In December 2021, Nick Bent, CEO of the Tutor Trust, one of the partners delivering tutoring in schools under Randstad, told MPs that Randstad did not “have enough staff or the right expertise” and there were “problems” with the tuition hub.

“There are huge problems with the technology hub that is meant to organise all of the tutoring and some of us are still refusing to use that tuition hub because it’s so dysfunctional,” he added.

A spokesperson for Randstad said: “Over 300,000 packages of support were delivered to pupils through the National Tutoring Programme in the first term of the academic year, demonstrating our ongoing commitment to closing the gap on lost learning.

“We continue to work at pace to deliver the National Tutoring Programme, supporting those pupils whose education has been most impacted by the pandemic.”

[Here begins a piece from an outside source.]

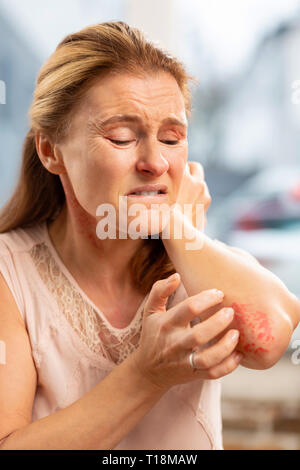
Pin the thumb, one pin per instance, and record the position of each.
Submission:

Geoff Barton, general secretary of the Association of School and College Leaders, said: “We’re not surprised that education secretary Nadhim Zahawi is now resorting to entreaties to get schools to sign up to the National Tutoring Programme.

“The problem is that the concept is inherently flawed. The logistics of arranging sessions and briefing private tutors is challenging, and many schools decide they prefer to use their own staff, who already know their students and their needs.

“However, the government has ploughed considerable public money and political capital into the National Tutoring Programme and is now left desperately trying to make it work.”